Sunday, January 2, 2011

Blue Light Special on Self Checkouts

Shopping mishaps can happen to anyone without warning.  Yesterday's blog post hopefully help change some lives by making people more aware of what shopping cart they were grabbing when in the throes of a shopping nightmare.  Perhaps I am giving myself too much credit and praise, perhaps not.  I do know, however, that as times change so does the possibilities of shopping mishaps.

As I stood in line with my one item at the Kroger in London, Kentucky, I was infuriated to find that they had no self-checkout lanes.  How in the world can these people call themselves a grocery store with no self check-out lanes?  Was I expected to just stand there with all those other people who, from the look of their overflowing carts, only came to the grocery once a month?  Yes, was the answer.  So I stood and waited to purchase my bottle of allspice, and thought about how differently my thoughts were toward self-checkouts were now compared to when I first saw them.

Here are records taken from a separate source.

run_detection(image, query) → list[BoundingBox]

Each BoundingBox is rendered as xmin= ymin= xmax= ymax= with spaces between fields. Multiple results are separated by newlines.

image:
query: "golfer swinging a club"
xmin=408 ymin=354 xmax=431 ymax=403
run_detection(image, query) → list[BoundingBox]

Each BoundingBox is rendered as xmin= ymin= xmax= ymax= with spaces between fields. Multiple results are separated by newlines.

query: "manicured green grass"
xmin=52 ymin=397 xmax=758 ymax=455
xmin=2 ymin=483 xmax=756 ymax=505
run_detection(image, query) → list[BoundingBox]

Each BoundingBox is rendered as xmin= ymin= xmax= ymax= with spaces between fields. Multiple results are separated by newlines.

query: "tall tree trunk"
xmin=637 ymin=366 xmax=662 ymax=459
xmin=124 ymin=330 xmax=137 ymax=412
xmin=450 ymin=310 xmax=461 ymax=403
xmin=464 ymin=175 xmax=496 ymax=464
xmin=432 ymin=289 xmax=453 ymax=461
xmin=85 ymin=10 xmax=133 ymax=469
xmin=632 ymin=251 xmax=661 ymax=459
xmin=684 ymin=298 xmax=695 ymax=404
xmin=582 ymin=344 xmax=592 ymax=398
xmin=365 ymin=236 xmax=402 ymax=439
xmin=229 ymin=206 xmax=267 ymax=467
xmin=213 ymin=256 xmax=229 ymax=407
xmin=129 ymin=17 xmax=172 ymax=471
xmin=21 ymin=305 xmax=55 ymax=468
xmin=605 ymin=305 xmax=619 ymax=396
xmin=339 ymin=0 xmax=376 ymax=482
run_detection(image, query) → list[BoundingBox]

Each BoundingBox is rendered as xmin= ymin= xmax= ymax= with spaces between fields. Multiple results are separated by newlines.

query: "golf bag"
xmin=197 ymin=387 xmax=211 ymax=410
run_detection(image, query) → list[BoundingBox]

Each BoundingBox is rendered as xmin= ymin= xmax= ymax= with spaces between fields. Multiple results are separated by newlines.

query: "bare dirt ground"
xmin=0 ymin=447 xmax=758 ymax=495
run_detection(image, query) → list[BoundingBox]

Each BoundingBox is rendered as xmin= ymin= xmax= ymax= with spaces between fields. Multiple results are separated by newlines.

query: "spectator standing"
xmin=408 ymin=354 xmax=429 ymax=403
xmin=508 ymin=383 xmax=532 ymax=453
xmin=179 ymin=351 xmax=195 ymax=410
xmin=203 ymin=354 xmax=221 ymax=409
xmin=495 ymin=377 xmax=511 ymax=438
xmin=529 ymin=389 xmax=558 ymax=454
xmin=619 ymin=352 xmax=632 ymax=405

I first saw a self-check out lane in Daytona Beach, Florida.  My first thought was "I don't think so."  I was completely and utterly turned off by them.  It was bad enough having to fight for a parking spot, push around a squeaky-wheeled cart that inevitably veers to one side, and avoid other shoppers that were somewhat scary and often times aggressive.  Now, the stores wanted me to do all the work?!   I was expected to unload the items, scan them, bag them up, complete the transaction, thank myself, and head out to my car?  I don't think so.

I, atop my high horse, self-righteously avoided all self-checkouts for months.  Then finally, the day arrived.  I had for some reason thought it a good idea to go to the local K-Mart in town. My mother had gushed at how great the Martha Stewart towel collection was and how you could only get them at K-Mart.  She had made me promise to go check them out before I purchased anything in the towel family.  Curisoity and the need for new bath towels drove to me the part of town that K-Mart called home.  Daytona Beach's K-Mart had fallen on hard times since the advent of Wal-Mart and Target.  While the other stores were in new, shiny shopping centers, K-Mart sat stubbornly in, well let's just say it, the ghetto.  Mind you, the ghetto in Daytona Beach is similar to a less-friendly suburb in a non-Florida city, but you get my point.

I was amazed by the great towel selection and praised Miss Martha Stewart for making such quality for people like me who had to shop at K-Mart.  I loaded up on a matching set and headed to the check out lanes, only to find ALL of them were self-checkouts.  I was appalled.  I thought about just leaving.  Then I considered calling a manager over and telling her that I was not going to use one of those self-checkouts, but since this was the ghetto, I decided she may cut me.  Finally, I decided to bite the bullett and do it.  So off I went to check myself out. 

(A similar likeness to Miss BoomBoom)
I was reading the directions on the screen when a lady, dressed in a purple velour jumpsuit with matching fingernails and hairbraids, standing in line behind me told me I did not need to read them.  She informed me that it wasn't that hard, I just scan the item and bag it, ending her instructions with a "boom boom boom and you done."  I nodded at her and kept reading, to which she said loudly, "I ain't never seen the beat...readin' the screen like you don't know how to scan it.....scan it, bag it, boom boom boom you done."  At this point, I was really irritated at both the lady for rushing me and at K-Mart for putting me in this situation. 

I just started quickly scanning my items and bagging them.  Each time I scanned an item the machine made a beep and Miss BoomBoom grunted "mmmhhhmmm."  I assumed that meant I was doing everything correctly.  Had I been able to finish reading the instructional guide, I would have known to look at the monitor to see if any problems had occured.  I would have probably also known to watch for the light on the pole above the register to start flashing.  I finished up my scanning, and smiled at Miss BoomBoom. 

I then looked at the monitor to see what my total was when I noticed it was flashing with an error message.  Apparently, the second item I had scanned needed a price check and I was to wait before scanning anything else.  All the items after the second had not been scanned or added to my bill.  The flashing light was beckoning a manager to my register.  "What?!  You mean I have to do all this over?!" I asked to no one in particular.  Miss BoomBoom then laughed and said, "Baby, what did you think that flashing light meant.  Hmm?"  "Well, I am sure I would have no idea since I was not able to read the instructions" I retorted.  "Hmmph" said Miss BoomBoom.

After waiting about 5 minutes, my blood was boiling and I loudly said, "Just forget this!"  I threw down the towels that I had unbagged and started stomping out of the K-Mart.  The towels were strewn over the register, the bag stand, and in the floor.  Miss BoomBoom yelled, "Hey!  You can't just leave this here like this!"  I yelled back from the door, "The hell I can't!"

It was at least a year before I tried a self-checkout again.  When I did so, it was in the safety and comfort of a nice, new Target with a very helpful older lady showing me how to everything the correct way.

Now, here I am complaining when a store does not offer to let me do all the work via self-checkout.  I have come a long way, but I am sure a new shopping mishap could happen at any point.